Security vendor Trend Micro has warned of a new strain of point-of-sale (PoS) malware designed to lift and exfiltrate customer card data, which has managed to stay undetected since 2013.
Dubbed PwnPOS to distinguish it from the numerous other families of PoS malware that have emerged in recent months, this strain has been able to fly under the radar of detection systems thus far “due to its simple but thoughtful construction,” according to Trend Micro threat analyst Jay Yaneza.
It’s comprised of two parts: a RAM scraper binary and a data exfiltration binary, he said in a blog post.
“While the RAM scraper component remains constant, the data exfiltration component has seen several changes – implying that there are two, and possibly distinct, authors,” Yaneza continued.
“The RAM scraper goes through a process’ memory and dumps the data to the file and the binary uses SMTP for data exfiltration.”
Part of the reason PwnPOS has stayed undetected this long is down to its ability to add or remove itself from the list of services on a targeted PoS machine without fully deleting.
This means it can maintain persistence on a victim machine – appearing benign “as it waits within the %SYSTEM$ directory for the next time it is invoked.”
However, it apparently doesn’t work on 64-bit Windows versions, or post-Vista versions of the operating system which have User Account Control enabled.
“The above-mentioned caveats may be a non-issue since a good majority of PoS terminals are still running on Windows XP and there is no pressing need for 64-bit operating system installations in these kinds of systems,” argued Yaneza.

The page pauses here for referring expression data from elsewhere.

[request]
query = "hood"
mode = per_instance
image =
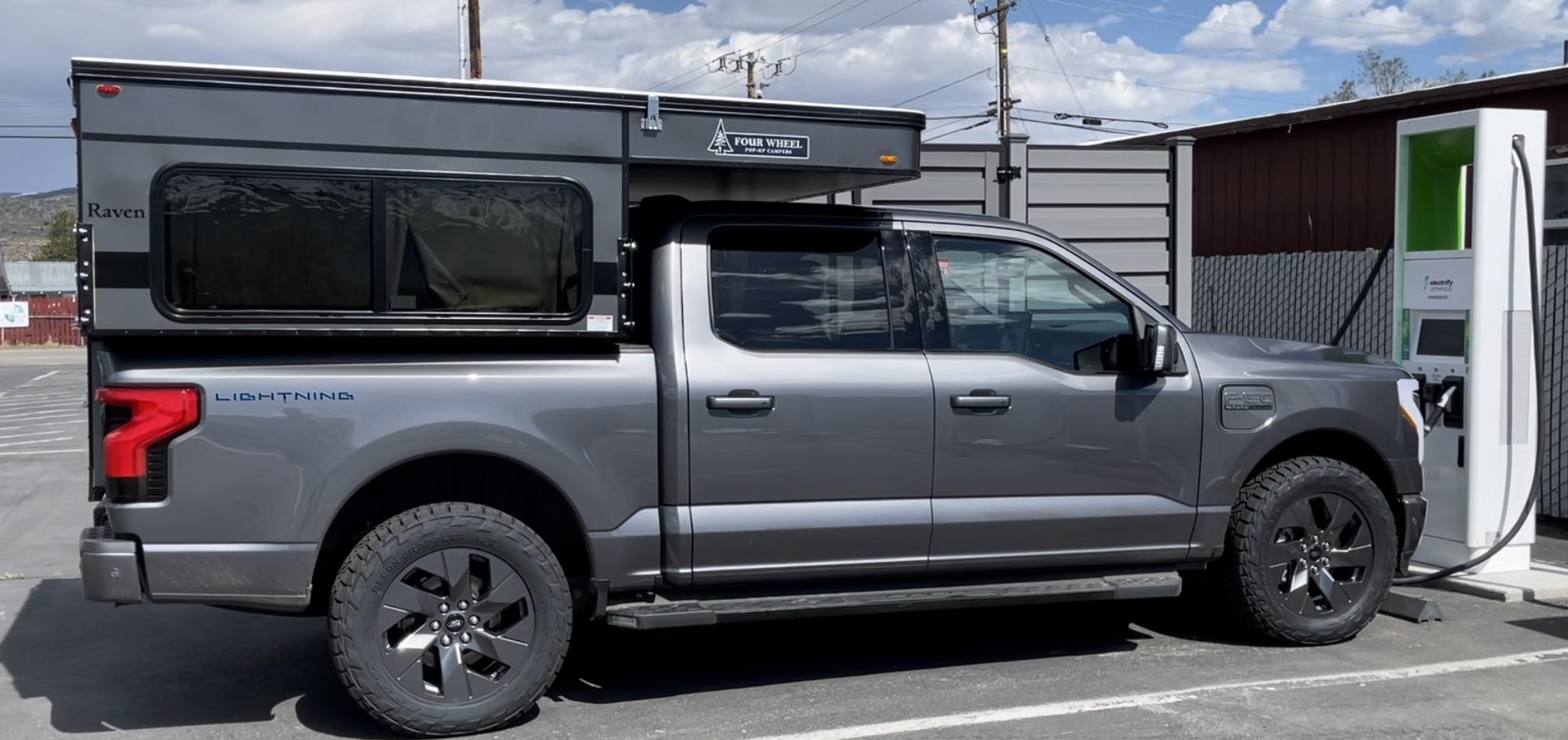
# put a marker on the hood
(1281, 350)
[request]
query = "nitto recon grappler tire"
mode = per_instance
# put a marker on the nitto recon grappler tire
(449, 620)
(1309, 552)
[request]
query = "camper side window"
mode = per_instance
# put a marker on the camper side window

PwnPOS has been spotted by Trend Micro operating alongside similar malware such as BlackPOS and Alina targeting SMBs in Japan, Australia, India, North America and Europe.
Sagie Dulce, security researcher at Imperva, claimed the discovery shows that a few scripts and an off-the-shelf scraper is all an attacker needs to breach an organization.
“As these types of attacks become more and more mainstream it is harder for security teams to catch the ‘real’ perpetrator. They are biased towards known threats, making new ones harder to detect,” Dulce added.
“Hackers may actually take advantage of this, and plant known malware as a method to cover their tracks. Once the forensic team finds BlackPOS, the case is closed and the hackers can move on to the next victim, knowing that their tool was not compromised.”